Fue una tía,
prima de su padre, hija de su abuela y hermana de su hermana. Quise armar el
árbol, como cuando uno leía “Cien años de soledad”.
Lo hice, no entendí nada, había personajes
inexplicables, de generación en generación hasta llegar a un degenerado, que
debo ser yo.
Había una casa,
ni grande ni chica, ni luminosa ni oscura. La heredé y nunca supe la razón. El
Abogado me miró por abajo del hombro
—Lo importante
es que Ud es propietario de una casa, estará hecha mierda pero la puede
restaurar. Su buenaventura se debe a que Ud es el único sobreviviente de la
intrincada Flia Sieteaguas.
Quedaba alejada
de la ciudad, siempre es así, si la casa es grande y rara se encuentra en las
afueras. Tenía puertas y ventanas abiertas. Había olor a fresias. El mejor
lugar para escribir. El segundo piso tenía pedazos de pared derrumbados,
arreglos improvisados de madera. Filtraciones claroscuro, Encontré una silla de
escritorio antiguo y una mesa de camping. Tenía diez ideas craneadas, me siento
a escribir y cuando galopo en la tercer hoja, la silla tiembla y se parte en
dos. No me gustó ese recibimiento, además me lastimó los glúteos. Conseguí un banquito
matero y aproveché la noche, donde fluyo sobre el papel. Mientras estaba en eso
vi pasar por los insterticios de las maderas un tipo alto y una mujer enana.
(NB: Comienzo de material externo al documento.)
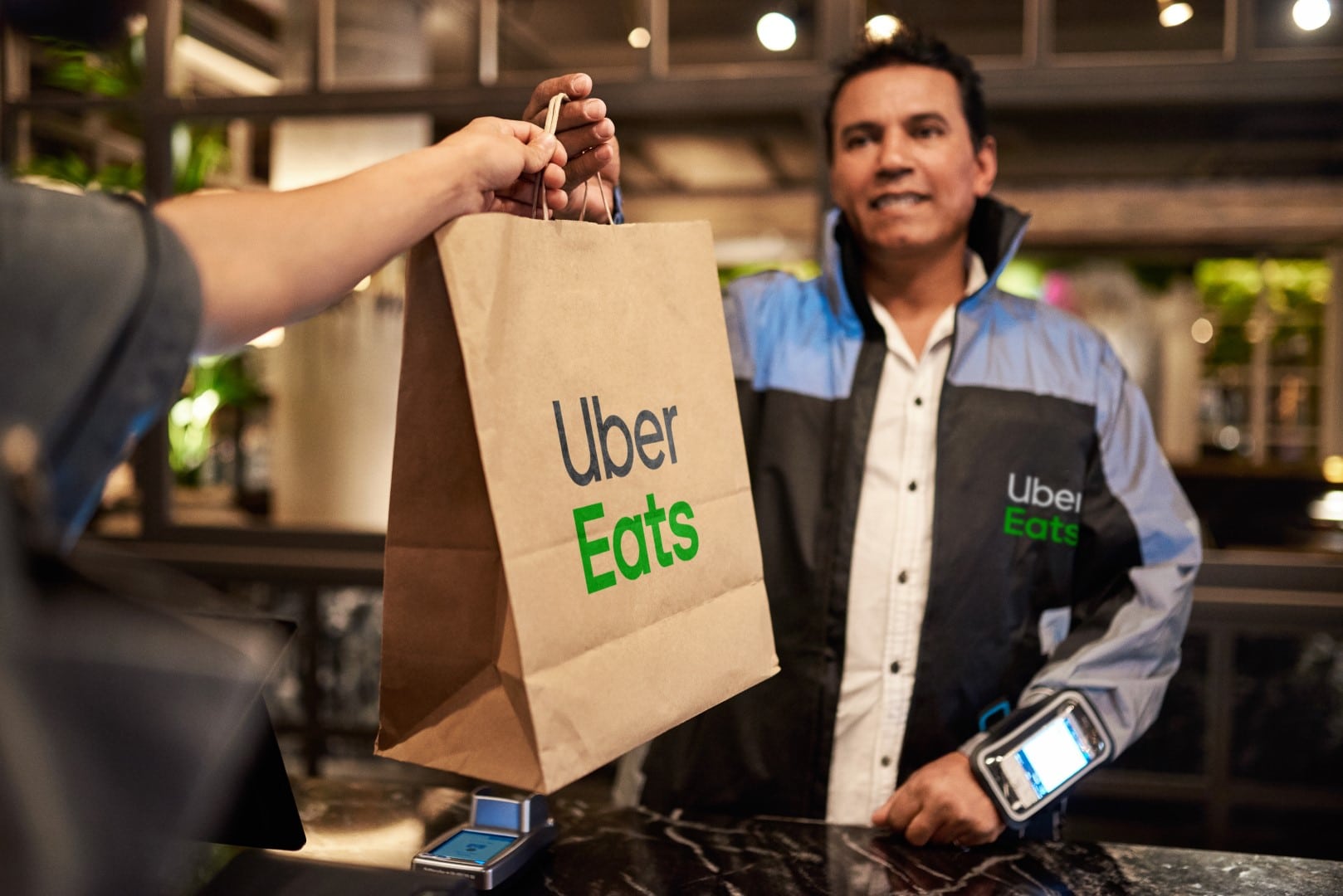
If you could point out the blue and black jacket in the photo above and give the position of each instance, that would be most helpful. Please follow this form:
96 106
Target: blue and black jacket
1034 403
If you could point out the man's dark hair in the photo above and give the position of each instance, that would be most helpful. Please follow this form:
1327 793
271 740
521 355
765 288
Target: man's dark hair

Salí por la ventana, el tipo alto era hijo natural de mi abuelo y la enana era
hija de padres hermanos. Los hice pasar, comimos juntos, casi me atraganto
cuando declararon estar casados. Ellos vivían en un monoambiente cerca de
escobar, me querían advertir que cuando sintiera temblores saliera de la casa,
se venía el derrumbe final. Me parecieron agoreros mistificadores.
Seguí
escribiendo más horas que antes, dejaba pasar desayuno, almuerzo y cena. La
historia fue un regalo de la casa, el Lungo y la Enana fueron los
protagonistas, yo todavía no sabía si optar por la primera persona o por la última,
me tentaba aquello de “Los últimos serán los primeros”. Dormido sobre mi novela
terminada, comenzaron los temblores, salí caminando entre mampostería cayendo.
Los marcos de las puertas resistían. Atravesé un agujero y corrí hasta el
camino. Llegué a la Ruta, mientras esperaba el micro escuché y miré cómo la
casa se derrumbó y se adentró en la tierra.
—¿Y Señor, va a
subir o se queda?
No le contesté, mis manos estaban vacías, olvidé mi novela dentro de la casa.